I submit that the experiment in social order that Wilson describes would be worth undertaking. After all, what, at this point, is there to lose? There is no doubt that, with respect to the perpetrators of black violence and crime, many “never see a married man working for a living at a legitimate job and supporting his family.” Rather, “they see fear, they see drug use, they see gangsterism, they see disorganization.” And so they eventually become what they’ve seen.
“For many of these children,” Wilson believed, “the only thing that will work is if they are raised in radically different settings.” “This means they are either raised by somebody else or they are raised by their own mother but in an environment in which the mother herself is taught how to be a mother and the child is given a decent environment.”
But, some will object, this is paternalism! Moreover, we’d be letting parents off the hook who didn’t properly raise their children. These charges Wilson met head-on:
Yes, it is paternalism. That is exactly what it is. What these children lack is paternalism. That’s a very good way to put it. And it is a fair criticism to say it will let some parents off the hook. But for some people I think that’s exactly right. I’ve increasingly come to the view that, for some children, we have to accept the fact that their parents will slough off their responsibility. We also have to reinforce the legal and cultural sanctions that support the maintenance of those responsibilities, but we have to face the fact that in some cases these cultural reinforcements will not work.
…Most of these [women] can be decent mothers, provided they’re put in an environment where they’re taught how to be decent mothers and protected from those influences outside that make it impossible to be decent mothers. That’s why I support pooling the welfare checks into group shelters where mother and child would live together. This could help the child. Remember that we know how to raise babies. This is not a problem. Society has spent 50,000 years learning that. Putting a mother in a group shelter doesn’t absolve her of her responsibilities. It says, “If you want help raising your baby, you’ve got to go to this shelter.” Most of these mothers love their babies. They don’t want to abandon them.

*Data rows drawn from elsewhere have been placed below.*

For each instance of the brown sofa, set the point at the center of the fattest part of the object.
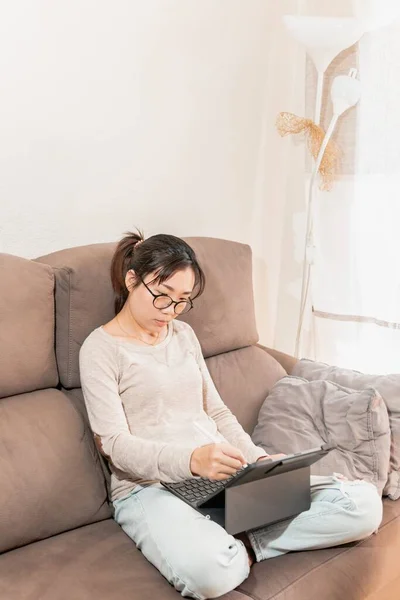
(58, 540)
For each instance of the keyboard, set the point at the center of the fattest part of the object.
(197, 491)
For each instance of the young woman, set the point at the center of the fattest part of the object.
(149, 397)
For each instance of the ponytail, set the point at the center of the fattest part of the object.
(161, 254)
(120, 265)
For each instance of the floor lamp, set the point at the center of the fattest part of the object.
(324, 38)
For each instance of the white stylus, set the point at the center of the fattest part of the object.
(213, 438)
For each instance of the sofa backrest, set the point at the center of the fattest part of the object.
(223, 317)
(50, 476)
(27, 359)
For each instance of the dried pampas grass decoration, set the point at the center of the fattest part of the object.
(288, 123)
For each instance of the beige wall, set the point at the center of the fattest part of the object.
(156, 113)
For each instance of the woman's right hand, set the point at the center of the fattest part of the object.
(216, 461)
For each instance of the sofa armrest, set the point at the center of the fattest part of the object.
(287, 361)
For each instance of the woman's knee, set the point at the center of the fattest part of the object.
(368, 509)
(213, 572)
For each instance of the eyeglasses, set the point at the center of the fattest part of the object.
(161, 301)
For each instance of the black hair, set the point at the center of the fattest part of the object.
(161, 254)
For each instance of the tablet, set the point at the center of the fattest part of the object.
(268, 467)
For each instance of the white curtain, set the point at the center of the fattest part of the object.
(355, 296)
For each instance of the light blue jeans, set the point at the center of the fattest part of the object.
(201, 560)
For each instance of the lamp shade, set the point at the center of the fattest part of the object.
(324, 37)
(376, 13)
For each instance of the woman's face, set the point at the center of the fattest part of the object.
(140, 301)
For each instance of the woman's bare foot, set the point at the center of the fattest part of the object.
(250, 552)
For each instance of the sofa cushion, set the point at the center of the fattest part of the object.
(244, 378)
(350, 572)
(50, 476)
(27, 358)
(222, 319)
(97, 562)
(389, 388)
(300, 414)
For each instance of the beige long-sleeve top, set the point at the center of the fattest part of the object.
(143, 403)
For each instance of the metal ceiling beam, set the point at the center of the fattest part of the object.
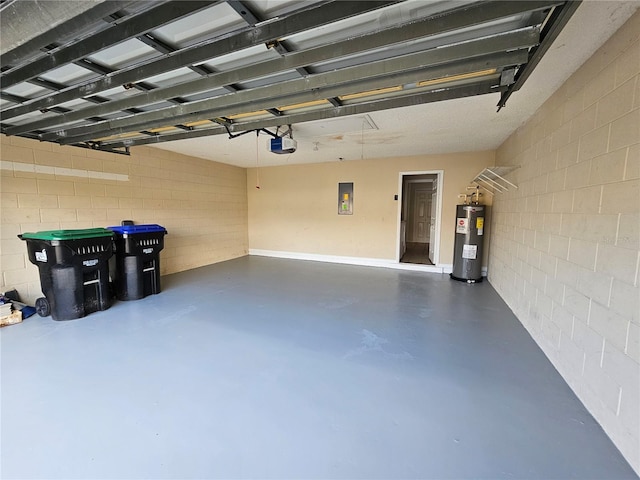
(21, 15)
(322, 114)
(459, 18)
(125, 30)
(245, 12)
(331, 84)
(559, 18)
(300, 20)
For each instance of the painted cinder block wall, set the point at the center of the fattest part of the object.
(295, 211)
(565, 246)
(44, 186)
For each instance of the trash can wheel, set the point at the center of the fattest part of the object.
(42, 307)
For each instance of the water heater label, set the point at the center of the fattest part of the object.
(469, 251)
(462, 226)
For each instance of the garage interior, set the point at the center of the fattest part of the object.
(290, 338)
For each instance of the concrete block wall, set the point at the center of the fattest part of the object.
(202, 204)
(565, 249)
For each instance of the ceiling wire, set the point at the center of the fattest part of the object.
(257, 166)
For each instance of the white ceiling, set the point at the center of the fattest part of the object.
(467, 124)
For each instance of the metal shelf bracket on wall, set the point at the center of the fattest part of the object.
(492, 179)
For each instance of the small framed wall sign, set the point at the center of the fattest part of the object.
(345, 198)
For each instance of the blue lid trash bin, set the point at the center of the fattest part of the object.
(137, 260)
(74, 270)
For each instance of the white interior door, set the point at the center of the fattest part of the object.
(432, 227)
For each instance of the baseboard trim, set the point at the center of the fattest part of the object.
(362, 261)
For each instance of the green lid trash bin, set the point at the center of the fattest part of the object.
(74, 270)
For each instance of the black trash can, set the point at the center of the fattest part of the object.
(74, 270)
(137, 260)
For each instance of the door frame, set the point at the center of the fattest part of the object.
(439, 187)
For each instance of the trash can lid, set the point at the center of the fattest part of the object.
(134, 229)
(67, 234)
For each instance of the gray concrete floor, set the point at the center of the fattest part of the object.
(270, 368)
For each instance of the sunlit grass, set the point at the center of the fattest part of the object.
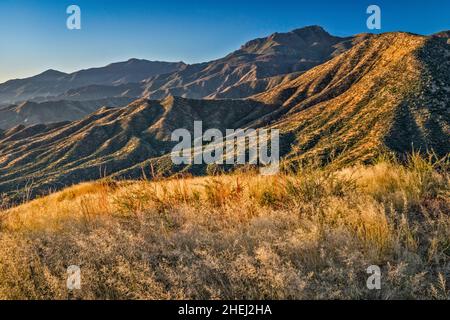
(303, 235)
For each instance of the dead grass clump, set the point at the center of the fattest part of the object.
(308, 235)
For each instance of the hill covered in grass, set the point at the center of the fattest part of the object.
(310, 235)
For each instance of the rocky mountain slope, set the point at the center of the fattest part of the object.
(51, 83)
(32, 113)
(389, 92)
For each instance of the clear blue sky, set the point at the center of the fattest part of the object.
(34, 37)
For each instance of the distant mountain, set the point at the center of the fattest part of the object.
(390, 92)
(257, 66)
(32, 113)
(51, 83)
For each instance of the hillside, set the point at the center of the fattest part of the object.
(109, 140)
(389, 93)
(53, 83)
(257, 66)
(243, 236)
(32, 113)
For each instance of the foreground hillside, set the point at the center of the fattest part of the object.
(303, 236)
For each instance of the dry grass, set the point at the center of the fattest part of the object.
(309, 235)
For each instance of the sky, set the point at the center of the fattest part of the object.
(34, 36)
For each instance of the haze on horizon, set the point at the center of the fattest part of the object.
(35, 38)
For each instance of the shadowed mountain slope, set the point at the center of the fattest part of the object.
(53, 83)
(32, 113)
(109, 140)
(257, 66)
(388, 93)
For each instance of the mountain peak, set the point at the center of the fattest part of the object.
(51, 73)
(310, 29)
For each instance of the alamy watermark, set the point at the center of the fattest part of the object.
(74, 20)
(374, 280)
(73, 278)
(374, 20)
(238, 146)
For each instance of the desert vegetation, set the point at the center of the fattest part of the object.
(308, 234)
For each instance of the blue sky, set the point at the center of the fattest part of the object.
(34, 37)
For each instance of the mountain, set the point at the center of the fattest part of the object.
(32, 113)
(257, 66)
(389, 92)
(109, 140)
(52, 83)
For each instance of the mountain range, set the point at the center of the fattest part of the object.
(340, 100)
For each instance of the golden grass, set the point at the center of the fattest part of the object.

And it would be voluntary in the sense that, if you want public support, that’s the way you get it. You don’t have to go there. But you won’t get any money and you won’t get any housing units.
What bears mentioning is that the ecological effect of large numbers of single mothers is large numbers of unattached, non-responsible males—and communities with those are in for trouble. Men are the locus of destruction. In short, the black community is saddled with reams of undomesticated men. That spells chaos, and black violence and crime, among other things, reflects it.
Rather than continuing this present state of things, it would surely be better for the welfare state to adopt Wilson’s model: “pooling the welfare checks into group shelters where mother and child would live together.” Social workers and perhaps others could see to it that “the mother herself is taught how to be a mother and the child is given a decent environment.” This is exactly what does not happen in the cases of many who get welfare today, and the result is a vast burden on society as a whole.
Indeed, the current model essentially rewards irresponsibility, a mother getting government funds because her children are illegitimate. But since the 1960s this intergenerational cycle, which is highly conducive to dysfunction and crime, has been running its depressing course. It is high time, then, to rethink the welfare state. And the likely reduction in black violence and crime would be just one of the benefits of doing so.